Laboratório vai analisar combustível
PUBLICAÇÃO
terça-feira, 17 de outubro de 2000
Cláudia Lopes De Londrina 
Londrina deve ganhar um laboratório móvel para análise de combustíveis nos próximos 15 dias. Esta será um das primeiras iniciativas implantadas pela Associação dos Revendedores de Combustíveis do Norte do Paraná (Arcom), fundada há cerca de dois meses com o objetivo de tentar coibir a adulteração de combustíveis e a sonegação fiscal na região.

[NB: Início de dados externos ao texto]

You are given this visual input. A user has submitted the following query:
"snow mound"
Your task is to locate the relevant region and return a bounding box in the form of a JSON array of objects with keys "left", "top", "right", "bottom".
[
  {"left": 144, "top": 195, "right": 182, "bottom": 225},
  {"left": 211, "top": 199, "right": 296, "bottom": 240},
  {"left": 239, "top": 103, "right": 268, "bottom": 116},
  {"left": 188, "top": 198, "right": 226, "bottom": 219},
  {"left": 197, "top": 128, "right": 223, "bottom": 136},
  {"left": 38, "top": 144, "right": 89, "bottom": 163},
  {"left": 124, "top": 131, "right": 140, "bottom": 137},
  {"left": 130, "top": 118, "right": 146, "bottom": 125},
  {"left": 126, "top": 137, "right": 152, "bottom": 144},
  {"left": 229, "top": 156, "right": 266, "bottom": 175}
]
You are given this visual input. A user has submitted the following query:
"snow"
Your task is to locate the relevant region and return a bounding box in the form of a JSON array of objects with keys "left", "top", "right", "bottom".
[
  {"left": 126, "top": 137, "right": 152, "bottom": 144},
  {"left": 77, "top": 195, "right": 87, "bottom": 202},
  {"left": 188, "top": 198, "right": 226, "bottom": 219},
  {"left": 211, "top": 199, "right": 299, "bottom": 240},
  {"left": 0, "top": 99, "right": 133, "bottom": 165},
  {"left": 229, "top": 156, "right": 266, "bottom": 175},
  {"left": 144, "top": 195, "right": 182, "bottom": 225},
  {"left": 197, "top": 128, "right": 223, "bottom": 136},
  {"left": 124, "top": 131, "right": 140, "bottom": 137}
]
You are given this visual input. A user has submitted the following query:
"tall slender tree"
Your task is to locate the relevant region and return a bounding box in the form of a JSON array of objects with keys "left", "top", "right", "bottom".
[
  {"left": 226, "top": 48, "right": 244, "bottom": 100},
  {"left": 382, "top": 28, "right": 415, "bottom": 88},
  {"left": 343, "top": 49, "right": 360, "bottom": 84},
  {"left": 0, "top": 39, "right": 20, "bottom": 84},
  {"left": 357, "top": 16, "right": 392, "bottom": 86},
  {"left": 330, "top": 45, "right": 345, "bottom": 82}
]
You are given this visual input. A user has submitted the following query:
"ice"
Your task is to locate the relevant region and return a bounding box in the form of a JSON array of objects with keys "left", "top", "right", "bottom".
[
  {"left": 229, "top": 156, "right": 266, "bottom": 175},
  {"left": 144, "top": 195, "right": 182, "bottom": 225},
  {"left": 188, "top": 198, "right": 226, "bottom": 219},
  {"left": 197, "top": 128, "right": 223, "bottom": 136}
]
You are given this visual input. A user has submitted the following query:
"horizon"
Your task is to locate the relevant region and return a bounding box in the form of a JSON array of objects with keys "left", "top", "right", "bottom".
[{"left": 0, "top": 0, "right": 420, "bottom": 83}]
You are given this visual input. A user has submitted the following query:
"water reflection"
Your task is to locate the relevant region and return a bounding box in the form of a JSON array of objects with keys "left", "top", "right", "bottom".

Queremos melhorar a fiscalização dos combustíveis comercializados em Londrina para moralizar o mercado, afirmou o presidente da Arcom, Ariovaldo Ferraz Arruda.
Ele calcula que 40% do combustível vendido em Londrina seja adulterado. Como são vendidos 14 milhões de litros por mês na cidade, 4,6 milhões de litros são vendidos criminalmente, sustenta ele.
Serão investidos cerca de US$ 500 mil em ações para a análise de combustíveis como o laboratório móvel. Destes, US$ 150 mil já foram gastos na compra de uma coluna de análise da cadeia carbônica para verificação da estrutura do combustível.
A coluna foi instalada num laboratório da Universidade Estadual de Londrina (UEL) e deve começar a funcionar nos próximos dias. Os investimentos estão sendo rateados pelo Sindicato das Grandes Empresas (Sincom) e Arcom.
Outra iniciativa da Associação dos Revendedores de Combustíveis será tentar instalar lacres de segurança nas bombas dos postos de todo o município. Com os lacres, as bombas não poderão voltar para trás, coibindo a sonegação, acredita Ariovaldo Ferraz Arruda.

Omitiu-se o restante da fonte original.